在进入动力学暗能量模型这个主题之前,本文先介绍必要的宇宙学背景知识.广义相对论的时空观和动力学方程对理解现代宇宙学是不可或缺的,我们把这方而的简单介绍列于附录中.关于背景宇宙学,我们先引入满足宇宙学原理的最一般的度规,即Robertson-Walker度规,再根据爱因斯坦方程推出在这个度规下的动力学方程,然后考察给定状态方程的理想流体的动力学演化.接着,我们介绍粒子物理的基本知识,包括标准模型和超出标准模型,因为现代宇宙学也离不开粒子物理.之后,我们考察宇宙的热历史,即标准热大爆炸模型,分别列举了在辐射,物质以及暗能量为主时期发生的各个重要事件.鉴于与暗能量的相似性,这部分最后介绍对热大爆炸模型的一个重要修正,即原初暴涨模型.
我们接下来讨论暗能量的各种模型.这部分先介绍宇宙学常数模型,并指出它的两个问题,即精细调节问题和巧合性问题.基于这两个问题以及粒子物理理论方面的考虑和观测数据的现状,我们引入动力学暗能量模型,并考察了几种主要的动力学暗能量模型的基本思想,包括Quintessence,Phantom,Quintom,K-essence和全息暗能量.
之后,我们把注意力集中于Quintessence动力学暗能量模型.根据本论文对精细调节问题和巧合性问题的定义,引入动力学暗能量本身已经避免了精细调节问题,所以这部分主要探讨Quintessence的动力学演化怎样缓解巧合性问题.我们先简单介绍分析Quintessence的演化所需的自治动力学系统的知识.在化简Quintessence动力学系统之后,我们着重讨论两类模型:Tracking解和Scaling解.然后,我们考察与物质耦合的Quintessence模型对巧合性问题的启示.

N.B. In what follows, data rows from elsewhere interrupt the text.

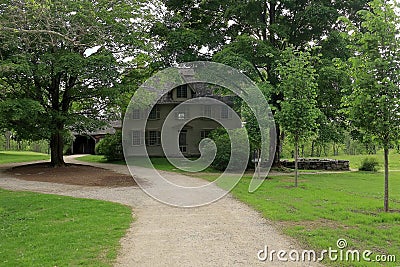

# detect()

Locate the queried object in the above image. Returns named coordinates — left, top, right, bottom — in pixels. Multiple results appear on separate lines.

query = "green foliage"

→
left=95, top=131, right=124, bottom=161
left=343, top=0, right=400, bottom=147
left=275, top=48, right=320, bottom=142
left=342, top=0, right=400, bottom=211
left=0, top=190, right=132, bottom=266
left=0, top=0, right=151, bottom=165
left=0, top=151, right=49, bottom=164
left=359, top=157, right=379, bottom=172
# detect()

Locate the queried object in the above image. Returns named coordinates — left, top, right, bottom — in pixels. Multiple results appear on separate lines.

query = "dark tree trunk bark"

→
left=272, top=124, right=282, bottom=168
left=50, top=126, right=65, bottom=167
left=294, top=138, right=299, bottom=187
left=384, top=145, right=389, bottom=212
left=311, top=141, right=315, bottom=157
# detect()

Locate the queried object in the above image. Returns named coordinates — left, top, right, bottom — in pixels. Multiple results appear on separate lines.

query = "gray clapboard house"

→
left=124, top=83, right=240, bottom=157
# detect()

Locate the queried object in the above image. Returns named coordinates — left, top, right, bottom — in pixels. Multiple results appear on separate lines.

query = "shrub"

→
left=359, top=158, right=379, bottom=172
left=206, top=128, right=249, bottom=171
left=96, top=131, right=124, bottom=161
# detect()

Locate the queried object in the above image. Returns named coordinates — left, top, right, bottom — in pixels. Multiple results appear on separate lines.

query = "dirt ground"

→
left=7, top=163, right=136, bottom=187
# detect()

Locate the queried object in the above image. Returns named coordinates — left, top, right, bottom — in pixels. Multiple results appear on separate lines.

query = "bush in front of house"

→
left=358, top=158, right=379, bottom=172
left=95, top=131, right=124, bottom=161
left=205, top=128, right=249, bottom=171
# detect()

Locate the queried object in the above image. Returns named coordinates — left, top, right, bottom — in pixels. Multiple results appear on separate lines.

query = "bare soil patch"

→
left=7, top=163, right=136, bottom=187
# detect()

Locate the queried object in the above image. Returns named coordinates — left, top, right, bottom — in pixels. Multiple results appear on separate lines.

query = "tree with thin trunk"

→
left=0, top=0, right=146, bottom=166
left=275, top=47, right=320, bottom=187
left=342, top=0, right=400, bottom=211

最后我们进入本论文的创新性工作部分.这部分我们先引入一种新的重建Quintessence势的方法.用这种方法,我们很容易地得到一个以前没有发现的Tracker解,并很直接地得到一个多重吸引子解,即,在给定参数下有多于一个吸引子的解.然后,我们提出一个新的Quintessence模型.在这个模型中,Quintessence场,通过其场值在很短时间内的变化,从一个Scaling吸引子跳到一个类de Sitter吸引子使宇宙加速膨胀.我们接着计算了这样的跳跃所需的场值变化,并提出一个基于自发对称破缺的机制,来实现这个场值的突变.
The proposing of inflation theory in the early 1980s suggested the birth of particle cosmology, while the discovery of dark energy in 1998 has made it one of the hottest research areas in physics. On the other hand, various experiments in cosmology since the early 1990s, including COBE and WMAP, have measured cosmological parameters to high precision and been found to be in good agreement with cosmological theories like inflation, pronouncing the coming of the era of precision cosmology.
Before going into dynamical dark energy models, it is necessary to introduce the background knowledge of cosmology. Since general relativity's view of spacetime and dynamical equations are needed in order to understand modern cosmology, we briefly introduce these topics in the appendix. For the background cosmology, we first introduce the Robertson-Walker metric, the most general metric that is adapted to the cosmological principle, and derive dynamical equations from Einstein's equations with this metric. We then explore evolutions of a perfect fluid with given equations of state. Thereafter, we introduce the basic knowledge of particle physics, including standard model and beyond, as particle physics is essential to understand modern cosmology. After that, we explore the thermal history of the universe, i.e., the standard hot big bang model, reviewing important events in radiation , matter and dark energy dominated epochs respectively. On account of its similarity to dark energy, we introduce the primordial inflation model in the end of this part, a key modification to the hot big bang model.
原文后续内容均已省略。